Le concert Rapprochement des Peuples a été joué au Grand Théâtre de Provence le 29 novembre 2025

Inventions poétiques

Inventions poétiques

Le dernier projet du pianiste Jean-Marie Machado, traduit sous la forme d’un album titré Como as Flores, donnait lieu à un concert au théâtre de Fontblanche à Vitrolles, à l’invitation de l’association Charlie Free.
Autour du poète du piano, le percussionniste Zé Luis Nascimento et le contrebassiste Claude Tchamitchian apportaient la finesse et l’inventivité de leur jeu. Puissance, élégance, onirisme, liberté, les termes ne manquent pas pour qualifier les trois musiciens dont le dialogue déploie sa grâce tout au long du concert.
Les morceaux ne suivent pas l’ordre de l’album, mais s’organisent selon l’inspiration du moment. Pendant que Zé Luis Nascimento noue une ceinture de clochettes autour de sa cuisse, Jean-Marie Machado essuie ses lunettes : « je profite de ce temps pour nettoyer mes lunettes, même si elles ne me serviront pas puisque que je joue sans partition ! » ironise-t-il. 

Les premières notes du piano nous font entrer dans le recueil poétique des pièces de Como as Flores, où percussions et contrebasse rejoignent les rêveries pianistiques avec un égal bonheur. Tout commence par un hommage au fado, De memorias e de saudade, ondes nostalgiques qui s’emballent dans les rythmes de la Valsa ouriço avant de se lancer dans une « suite-impro » Our tears never cried, inspirée par Christian Bobin, qui écrivait dans Le Murmure : « Peut-être que quand on pleure et qu’on sait pourquoi, ce ne sont pas encore des larmes. Les vraies larmes sont sans raison. Inconnues. » Les poètes sont des compagnons de route, leurs mots nourrissent les compositions. On ne peut s’empêcher de penser aux Cantos Brujos que Jean-Marie Machado composa pour la danseuse Ana Pérez, en écho à L’Amour sorcier de Manuel de Falla sur le livret de Gregorio Martínez Sierra lorsqu’il nous présente son Romantic spell, « très efficace en slow pour conquérir l’être aimé » (dixit !) … 

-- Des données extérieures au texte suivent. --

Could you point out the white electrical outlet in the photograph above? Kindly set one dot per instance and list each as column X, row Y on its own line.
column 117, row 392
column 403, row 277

Machado Novo Trio © Cecil Mathieu

Machado Novo Trio © Cecil Mathieu

L’ombre de Fernando Pessoa plane sur Transvida, un concertino pour batterie, piano et contrebasse. Cette dernière explore avec virtuosité toutes les possibilités de ses cordes, allant sur le fil, puis revenant à un son large et velouté. Les êtres aussi inspirent : Piuma est dédié à Carmen de Haro, l’âme de La Buissonne, et Romantic Spell à « la » Catherine de Jean-Marie Machado…Pas de concert de jazz sans un clin d’œil aux géants, Nardis, « un standard connu de tous et de toutes » convoque la silhouette du compositeur et trompettiste Miles Davis (la contrebasse prend alors d’incroyables sonorités d’instrument à vent). On est séduit par Perdido en clareza ou Le voleur de fleurs où la batterie porte la « mélodie » sur les ostinatos du piano et de la contrebasse. C’est là aussi que réside la profonde originalité de ce trio : s’il semble « classique » par l’assemblage de ses instruments, leur fonction ne suit pas les « normes » : chacun endosse la voix première ou les ornementations, les contrepoints, les battements rythmiques. Une réelle liberté les unit. Les solos de bravoure ne sont pas là juste pour montrer l’habileté de chaque musicien, mais servent avec intelligence le propos de chaque page du concert.
En bis L’endormi, tout de délicatesse, est présenté avec humour, mais un ultime morceau sera proposé « en création mondiale de tout l’univers », un « poème éternel ». Rêves de sables en nappes sonores sur lesquelles les lignes mélodiques s’irisent, élans exacerbés, houles étonnées, le poème symphonique se déploie, lyrique, bouleversant de beauté.   

Concert donné le 28 novembre 2025 au théâtre de Fontblanche, Vitrolles.

Album Como as Flores, Jean-Marie Machado (piano, compositions), Claude Tchamitchian (contrebasse), Zé Luis Nascimento (drums, percussions), Label La Buissonne

Machado Novo Trio à Vitrolles novembre 2025 © M.C.

Machado Novo Trio à Vitrolles novembre 2025 © M.C.